Although the organisers put together a line-up of United Kingdom and American acts, the festival suffered from several major deficiencies. The festival line-up featured acts such as Hawkwind, Captain Beefheart, New Riders of the Purple Sage, Dr. John, Grateful Dead, Flamin' Groovies, the Kinks, Country Joe McDonald, Linda Lewis, the Incredible String Band, Donovan, Wishbone Ash, Maynard Ferguson, and a host of non-musical acts such as Cheech & Chong, high divers and clowns.

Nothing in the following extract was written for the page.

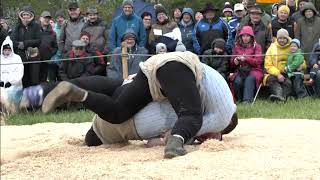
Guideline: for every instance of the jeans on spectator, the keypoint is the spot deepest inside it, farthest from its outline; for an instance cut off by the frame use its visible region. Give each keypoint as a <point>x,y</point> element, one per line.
<point>245,88</point>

The artist line-up was inspirational to many of the audience, including a teenage Joe Strummer who said it was his favourite concert, especially the late-night set from Captain Beefheart. Elvis Costello stood in the mud amazed by the five-hour set from the Grateful Dead, the performance which convinced him he should start a band. Future rock journalist and rock biographer Mick Middles, then 16, travelled there on a moped just to watch the Grateful Dead on the Sunday.

There were problems. The site was prone to flooding and there were fat rats. The weather was wet; it rained before the festival opened and then showered for most of the three days of the festival. A tank used by a high-dive act was emptied directly onto the area in front of the stage, resulting in a sea of mud.

Security on the gates was inefficient. Tickets were taken and resold to those who were entering the site or were not checked. Festival goers simply got passouts and sold their ticket at half price to people arriving. As a consequence the organisers lost money. By Sunday, all semblance of organisation had disappeared and locals wandered freely onto the site to watch the Grateful Dead. By this time much of the site was awash with mud.